Cross-Region Search¶

SearchLight currently is targeted at being deployed alongside nova, glance, cinder etc. as part of an Openstack control plane. There has been a lot of interest in allowing SearchLight to index and search resources across Openstack regions.

Problem Description¶

A typical production Openstack deployment can provide scaling and resilience in several ways, some of which apply to all services and some specific to services that support a feature.

Availability zones provide some ability to distribute resources (VMs, networks) across multiple machines that might, for instance be in separate racks with separate power supplies. AZs are represented in resource data and are already part of the indexing that SearchLight does.

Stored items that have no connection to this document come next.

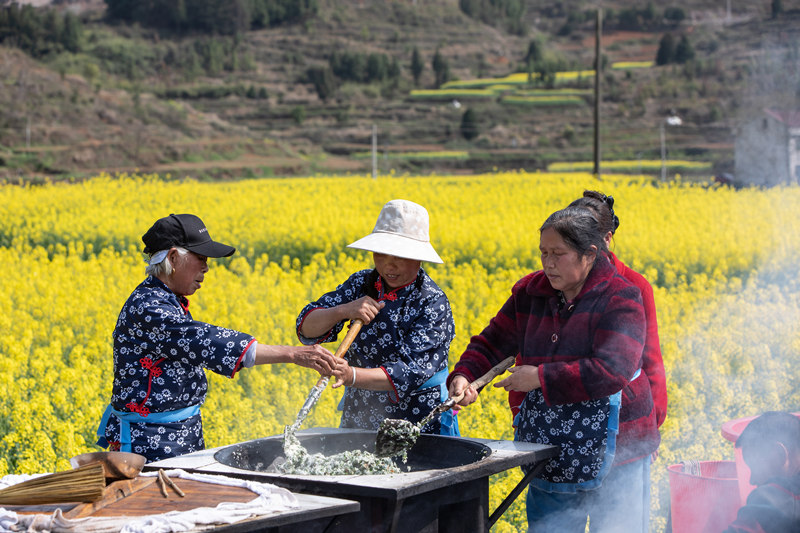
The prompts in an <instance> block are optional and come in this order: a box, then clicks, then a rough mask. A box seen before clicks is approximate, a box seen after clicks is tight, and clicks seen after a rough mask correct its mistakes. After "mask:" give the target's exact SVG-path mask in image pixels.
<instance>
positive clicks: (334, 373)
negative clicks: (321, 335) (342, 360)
mask: <svg viewBox="0 0 800 533" xmlns="http://www.w3.org/2000/svg"><path fill="white" fill-rule="evenodd" d="M292 348H293V350H292V351H293V353H292V362H293V363H294V364H296V365H300V366H304V367H306V368H311V369H313V370H316V371H317V372H319V373H320V375H322V376H331V375H336V373H337V371H338V369H339V364H340V362H341V361H342V359H337V358H336V357H334V356H333V354H332V353H331V352H330V350H328V349H327V348H323V347H322V346H320V345H319V344H313V345H311V346H293V347H292Z"/></svg>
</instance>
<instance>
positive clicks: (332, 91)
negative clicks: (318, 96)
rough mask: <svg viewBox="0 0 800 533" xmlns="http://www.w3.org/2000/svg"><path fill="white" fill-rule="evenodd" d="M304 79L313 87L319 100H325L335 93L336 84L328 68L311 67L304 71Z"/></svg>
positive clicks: (335, 89) (333, 76) (332, 75)
mask: <svg viewBox="0 0 800 533" xmlns="http://www.w3.org/2000/svg"><path fill="white" fill-rule="evenodd" d="M306 79H307V80H308V82H309V83H311V84H312V85H313V86H314V90H315V91H316V92H317V96H319V98H320V100H327V99H328V98H329V97H330V96H331V95H332V94H333V93H334V92H336V89H337V85H338V84H337V82H336V76H334V74H333V70H332V69H331V68H330V67H311V68H309V69H308V70H307V71H306Z"/></svg>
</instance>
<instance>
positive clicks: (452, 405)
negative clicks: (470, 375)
mask: <svg viewBox="0 0 800 533" xmlns="http://www.w3.org/2000/svg"><path fill="white" fill-rule="evenodd" d="M514 361H515V359H514V357H507V358H506V359H503V360H502V361H500V362H499V363H497V364H496V365H494V366H493V367H492V368H491V369H489V371H488V372H487V373H485V374H484V375H482V376H481V377H479V378H478V379H476V380H475V381H473V382H472V383H470V384H469V386H470V387H474V388H476V389H479V388H481V387H484V386H486V385H488V384H489V383H490V382H491V381H492V380H493V379H494V378H496V377H497V376H499V375H500V374H502V373H503V372H505V371H506V370H508V369H509V368H511V367H512V366H514ZM464 390H465V391H466V390H467V389H466V388H465V389H464ZM463 398H464V392H463V391H462V392H461V393H460V394H457V395H455V396H451V397H450V398H448V399H447V400H446V401H444V402H442V403H441V404H439V405H438V406H437V407H434V409H433V411H431V412H430V414H429V415H428V416H426V417H425V418H423V419H422V420H421V421H420V422H419V423H418V424H414V423H412V422H409V421H408V420H402V419H397V418H385V419H384V420H383V421H382V422H381V425H380V427H379V428H378V434H377V435H376V437H375V455H377V456H378V457H392V456H395V455H398V454H401V453H403V452H404V451H406V450H408V449H409V448H411V447H412V446H413V445H414V443H415V442H417V437H419V434H420V432H421V430H422V428H423V427H425V424H427V423H428V422H430V421H431V420H432V419H433V417H434V416H436V415H437V414H439V413H444V412H445V411H447V410H448V409H452V408H453V407H455V405H456V404H457V403H458V402H460V401H461V400H462V399H463Z"/></svg>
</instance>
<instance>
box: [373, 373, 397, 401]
mask: <svg viewBox="0 0 800 533" xmlns="http://www.w3.org/2000/svg"><path fill="white" fill-rule="evenodd" d="M378 368H380V369H381V370H383V373H384V374H386V379H388V380H389V385H391V386H392V391H394V398H392V395H391V392H392V391H390V393H389V395H388V396H389V401H390V402H392V403H398V402H399V401H400V394H398V393H397V387H395V386H394V381H392V376H390V375H389V373H388V372H387V371H386V368H385V367H383V366H379V367H378Z"/></svg>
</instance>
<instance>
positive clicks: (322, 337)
mask: <svg viewBox="0 0 800 533" xmlns="http://www.w3.org/2000/svg"><path fill="white" fill-rule="evenodd" d="M317 309H331V308H329V307H312V308H311V309H309V310H308V312H307V313H306V314H305V315H303V319H302V320H301V321H300V324H299V325H298V326H297V331H296V332H295V333H296V334H297V336H298V337H299V336H301V335H302V336H303V337H307V336H306V335H303V334H302V333H300V330H301V329H302V328H303V324H304V323H305V321H306V318H308V315H310V314H311V313H313V312H314V311H316V310H317ZM335 327H336V324H334V325H333V326H331V329H329V330H328V331H327V332H325V334H324V335H315V336H314V337H308V338H315V337H320V338H323V339H326V338H327V337H328V335H330V334H331V332H332V331H333V328H335ZM316 344H320V343H319V342H318V343H316Z"/></svg>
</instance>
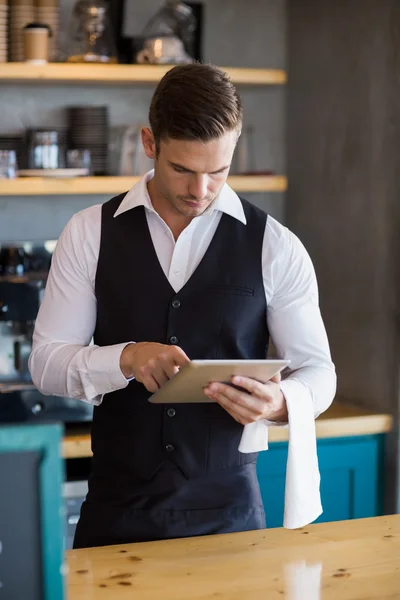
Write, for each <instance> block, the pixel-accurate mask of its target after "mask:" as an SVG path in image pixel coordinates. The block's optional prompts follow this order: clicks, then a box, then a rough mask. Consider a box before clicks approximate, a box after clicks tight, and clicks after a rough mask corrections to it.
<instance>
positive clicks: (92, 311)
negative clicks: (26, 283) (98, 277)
mask: <svg viewBox="0 0 400 600" xmlns="http://www.w3.org/2000/svg"><path fill="white" fill-rule="evenodd" d="M84 213H85V216H84V217H83V214H84ZM84 213H83V212H81V213H78V214H76V215H74V216H73V217H72V219H71V220H70V221H69V223H68V224H67V225H66V227H65V229H64V231H63V233H62V234H61V236H60V238H59V240H58V242H57V246H56V249H55V252H54V254H53V258H52V264H51V269H50V273H49V277H48V281H47V285H46V290H45V293H44V297H43V301H42V303H41V306H40V309H39V313H38V316H37V319H36V323H35V331H34V335H33V346H32V353H31V356H30V359H29V369H30V372H31V376H32V380H33V382H34V384H35V386H36V387H37V388H38V389H39V390H40V391H41V392H42V393H43V394H46V395H49V394H53V395H57V396H65V397H69V398H79V399H81V400H84V401H86V402H89V403H92V404H100V403H101V400H102V398H103V395H104V394H107V393H109V392H113V391H115V390H118V389H122V388H124V387H126V386H127V385H128V381H127V380H126V379H125V377H124V376H123V374H122V372H121V369H120V366H119V361H120V356H121V352H122V350H123V348H124V347H125V346H126V345H127V344H126V343H122V344H117V345H113V346H104V347H98V346H96V345H94V344H92V343H91V340H92V336H93V333H94V330H95V326H96V309H97V306H96V296H95V289H94V286H95V277H96V268H97V259H98V252H99V246H100V227H101V206H100V205H97V206H93V207H91V208H90V209H87V210H86V211H84ZM127 343H129V342H127Z"/></svg>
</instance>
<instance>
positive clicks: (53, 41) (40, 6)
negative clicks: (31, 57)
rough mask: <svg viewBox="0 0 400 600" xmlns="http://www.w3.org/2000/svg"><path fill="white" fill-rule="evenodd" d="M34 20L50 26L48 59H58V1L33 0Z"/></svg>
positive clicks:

Regions can provide separation across geographical locations (different data centers, for instance). The only requirement to run multiple regions within a single Openstack deployment is that Keystone is configured to share data across the regions (with master-master database replication, for instance). All other services are isolated from one another, but Keystone is able to provide the URLs for, say, the nova-api deployments in each region. A keystone token typically is not scoped to a particular region; Horizon currently treats a region change as a heavy weight option because it means refreshing the dashboards and panels that should be visible in the selected region.

Multiple clouds provide total isolation such that each cloud is totally separate with no knowledge of the other. Horizon also supports this model (confusingly also referring to each cloud as a ‘Region’) though changing ‘region’ requires logging into the new region.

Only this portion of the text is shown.